Mr. Brown distinguished the new lottery definition approved by the D.C. Council as a “hybrid” of games of skill and games of chance. Pointing to the need for the District to compete with nearby states, he drew comparisons to Maryland and West Virginia. But the games in those states are not administered by the lottery.
Mr. Brown’s budget presentation emphasized that “there are at least 12 states contemplating legislation similar to this amendment.” He pointed to California, where an online poker bill died in the state Legislature this year, and New Jersey, which has yet to pass a bill.
He also cited other states, such as New York and Illinois, which are in the process of implementing online poker. But those states had previously approved either casino gambling or video poker.

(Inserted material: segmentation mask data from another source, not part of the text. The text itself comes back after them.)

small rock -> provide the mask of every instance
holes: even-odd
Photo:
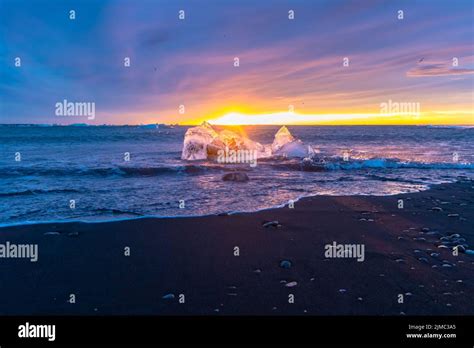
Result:
[[[422,227],[421,232],[429,232],[430,229],[428,227]]]
[[[173,300],[174,299],[174,294],[166,294],[165,296],[162,297],[163,300]]]
[[[346,289],[339,289],[339,292],[340,292],[341,294],[345,293],[346,291],[347,291]]]
[[[298,285],[297,282],[289,282],[289,283],[286,283],[286,284],[285,284],[285,286],[286,286],[287,288],[293,288],[293,287],[295,287],[296,285]]]
[[[448,214],[448,217],[459,217],[459,214]]]
[[[61,233],[56,232],[56,231],[43,233],[43,235],[45,235],[45,236],[59,236],[60,234],[61,234]]]
[[[68,235],[69,237],[77,237],[77,236],[79,236],[79,232],[76,232],[76,231],[74,231],[74,232],[69,232],[67,235]]]
[[[253,273],[257,273],[257,274],[262,273],[262,270],[260,268],[257,268],[253,270]]]
[[[433,207],[433,208],[431,208],[431,210],[433,210],[433,211],[443,211],[443,208],[441,208],[441,207]]]
[[[235,182],[247,182],[249,181],[249,177],[247,174],[242,172],[235,172],[235,173],[226,173],[222,176],[222,180],[224,181],[235,181]]]
[[[280,261],[280,267],[284,268],[284,269],[290,269],[291,268],[291,261],[288,261],[288,260]]]

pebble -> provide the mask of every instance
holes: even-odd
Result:
[[[448,217],[459,217],[459,214],[448,214]]]
[[[45,236],[59,236],[60,233],[56,232],[56,231],[54,231],[54,232],[45,232],[44,235]]]
[[[293,288],[293,287],[295,287],[296,285],[298,285],[297,282],[289,282],[289,283],[286,283],[286,284],[285,284],[285,286],[286,286],[287,288]]]
[[[172,300],[174,299],[174,294],[166,294],[162,297],[163,300]]]
[[[291,261],[288,261],[288,260],[280,261],[280,267],[284,268],[284,269],[290,269],[291,268]]]
[[[280,227],[280,223],[275,220],[275,221],[267,221],[262,224],[263,227],[268,228],[268,227]]]
[[[358,301],[363,301],[364,299],[362,297],[357,297]]]
[[[347,291],[346,289],[339,289],[339,292],[340,292],[341,294],[345,293],[346,291]]]
[[[401,263],[401,262],[405,262],[405,260],[404,259],[396,259],[395,262]]]
[[[430,256],[431,256],[431,257],[438,257],[438,256],[439,256],[439,253],[431,253]]]
[[[257,273],[257,274],[262,273],[262,270],[260,268],[257,268],[253,270],[253,273]]]
[[[421,232],[429,232],[430,229],[428,227],[422,227]]]
[[[441,207],[433,207],[433,208],[431,208],[431,210],[433,210],[433,211],[443,211],[443,208],[441,208]]]
[[[69,237],[77,237],[77,236],[79,236],[79,232],[69,232],[67,235]]]
[[[419,258],[418,258],[418,261],[428,263],[428,259],[427,259],[426,257],[419,257]]]

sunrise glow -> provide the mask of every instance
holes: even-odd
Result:
[[[212,118],[215,125],[404,125],[404,124],[474,124],[473,113],[470,112],[432,112],[420,113],[324,113],[301,114],[297,112],[273,112],[247,114],[229,112],[220,117]],[[199,122],[197,122],[199,123]]]

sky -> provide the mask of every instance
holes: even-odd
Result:
[[[474,124],[472,0],[0,0],[0,23],[0,123]]]

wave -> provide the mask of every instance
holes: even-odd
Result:
[[[12,196],[29,196],[38,195],[45,193],[78,193],[80,191],[74,189],[53,189],[53,190],[24,190],[24,191],[12,191],[12,192],[0,192],[0,197],[12,197]]]
[[[334,161],[325,163],[328,170],[350,170],[350,169],[474,169],[472,163],[450,163],[450,162],[415,162],[400,161],[397,159],[371,158],[365,160]]]
[[[243,165],[241,165],[243,166]],[[249,167],[248,165],[245,165]],[[93,176],[93,177],[133,177],[133,176],[159,176],[172,174],[201,174],[205,172],[235,171],[236,166],[213,165],[204,163],[202,165],[183,166],[157,166],[157,167],[102,167],[102,168],[38,168],[38,167],[3,167],[0,168],[0,177],[9,178],[17,176]],[[250,170],[249,168],[239,168],[239,171]],[[25,194],[28,194],[25,192]]]
[[[45,167],[3,167],[0,168],[0,177],[21,177],[21,176],[52,176],[52,177],[147,177],[161,175],[199,175],[206,173],[221,173],[232,171],[253,171],[258,168],[270,168],[280,171],[303,171],[321,172],[334,170],[357,170],[357,169],[439,169],[439,170],[471,170],[474,169],[472,163],[450,163],[450,162],[413,162],[400,161],[398,159],[371,158],[361,160],[343,161],[342,158],[324,159],[274,159],[258,161],[257,167],[252,168],[249,164],[220,164],[215,162],[199,162],[196,164],[175,165],[175,166],[142,166],[142,167],[65,167],[65,168],[45,168]],[[43,192],[42,190],[26,190],[21,192],[0,193],[0,196],[8,195],[30,195],[37,193],[55,193],[55,190]]]
[[[472,129],[474,126],[436,126],[436,125],[429,125],[426,128],[442,128],[442,129]]]

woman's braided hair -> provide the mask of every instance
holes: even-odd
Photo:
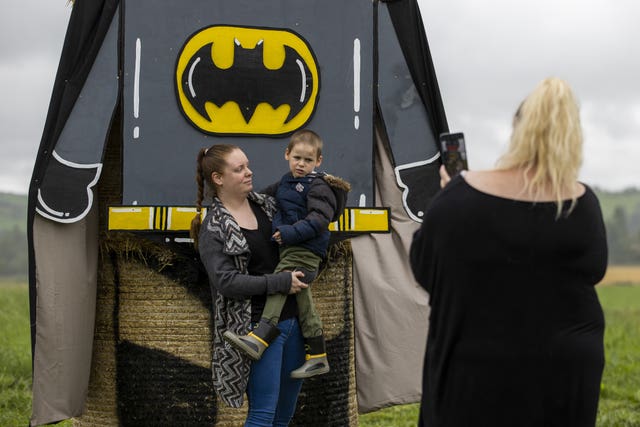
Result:
[[[189,232],[193,239],[193,244],[198,249],[198,235],[200,234],[200,224],[202,222],[202,202],[205,198],[217,196],[217,188],[213,182],[214,172],[222,174],[227,165],[227,156],[240,147],[232,144],[215,144],[209,148],[201,148],[198,151],[196,160],[196,184],[198,192],[196,197],[196,208],[198,213],[191,220],[191,230]]]

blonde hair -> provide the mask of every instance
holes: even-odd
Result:
[[[507,152],[498,159],[498,169],[521,168],[524,192],[534,200],[551,190],[557,203],[556,217],[562,214],[564,196],[574,190],[582,165],[580,113],[567,82],[551,77],[543,80],[520,104],[513,120]]]
[[[193,245],[198,249],[198,235],[200,233],[202,201],[205,197],[217,196],[218,190],[211,175],[214,172],[222,174],[227,165],[227,157],[240,147],[232,144],[215,144],[209,148],[201,148],[196,158],[196,184],[198,191],[196,196],[197,214],[191,220],[189,235],[193,239]]]
[[[316,158],[322,156],[322,139],[311,129],[300,129],[291,135],[289,145],[287,145],[287,153],[290,153],[293,147],[300,143],[311,145],[316,150]]]

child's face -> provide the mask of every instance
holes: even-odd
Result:
[[[289,170],[296,178],[309,175],[322,163],[322,156],[318,156],[315,147],[306,142],[298,142],[291,151],[285,151],[284,158],[289,161]]]

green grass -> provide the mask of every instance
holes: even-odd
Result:
[[[31,335],[24,284],[0,285],[0,425],[28,425],[31,409]]]
[[[598,289],[605,357],[598,426],[640,426],[640,286]]]
[[[598,427],[640,426],[640,285],[602,286],[606,367]],[[0,426],[26,426],[31,414],[31,351],[28,289],[0,281]],[[360,416],[362,427],[408,427],[418,404],[394,406]],[[58,424],[70,426],[71,422]]]

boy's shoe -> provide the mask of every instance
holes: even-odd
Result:
[[[305,338],[306,362],[291,371],[291,378],[309,378],[329,372],[329,361],[324,344],[324,336]]]
[[[222,337],[249,358],[260,360],[262,353],[278,335],[280,330],[276,326],[266,319],[260,319],[258,326],[247,335],[236,335],[231,331],[225,331]]]

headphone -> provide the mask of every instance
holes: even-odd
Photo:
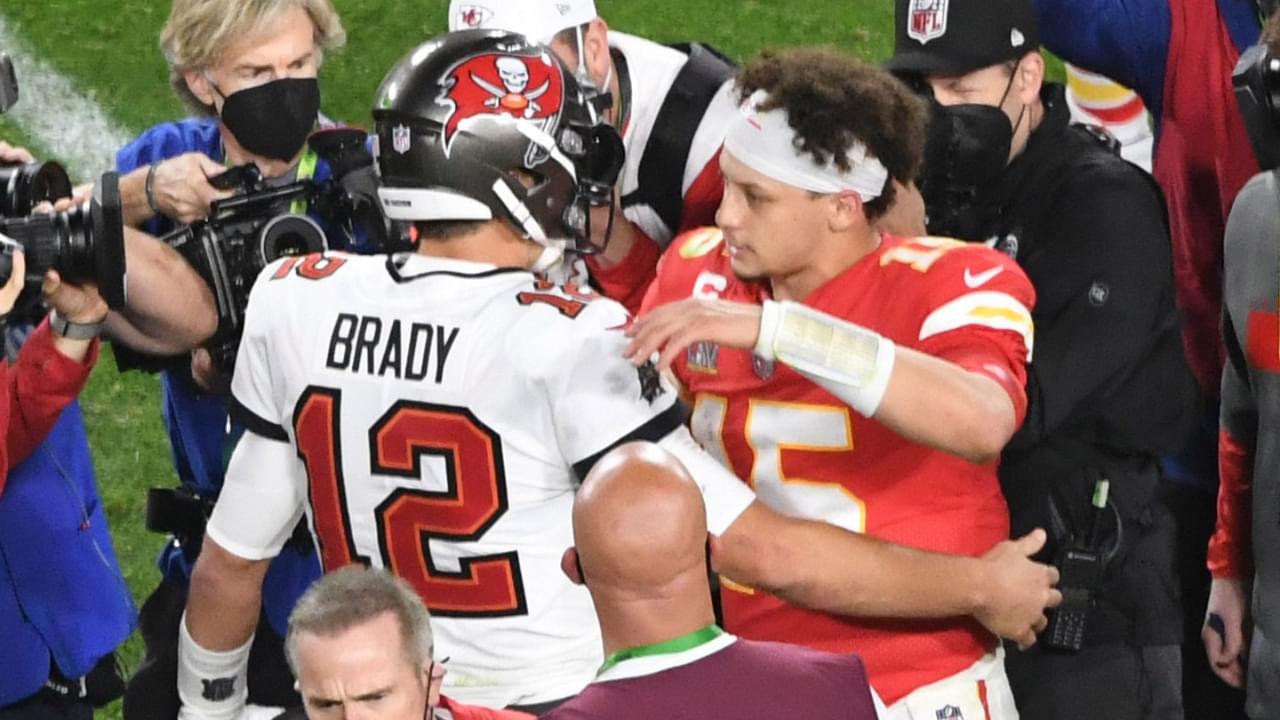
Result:
[[[1280,58],[1258,43],[1240,54],[1231,73],[1253,154],[1264,171],[1280,167]]]

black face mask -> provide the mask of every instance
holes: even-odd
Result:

In addition to the online poker provision, the council approved language that would expand the current lottery’s products to include “fantasy sports,” like the games offered by ESPN and Yahoo, which allow players to simulate pro football, basketball and hockey using computer-generated statistics. However, those games do not involve payouts.
Reaction to the budget amendment was muted. Some council staff suggested that even as an incremental effort to legalize online gambling, Mr. Brown’s proposal might call for more input from the public.
Mr. Nickles said he would be looking at a number of federal statutes in the coming days, including the Federal Wire Act, the Unlawful Internet Gambling Enforcement Act and the Johnson Act, which generally prohibits the manufacture, possession, use, sale or transportation of any gambling device in Indian Country, the District of Columbia and possessions of the U.S. The Johnson Act was cited by a federal appeals court in the District, which in 2006 ruled the federal law prohibited slot machine gambling in the District.
“This specific area of law is a bit unsettled,” stated Mr. Brown in a memo provided to The Washington Times. “However there is nothing in current local or federal law that prohibits this type of gaming and the U.S. Department of Justice has made no effort to curtail procurements in other states.”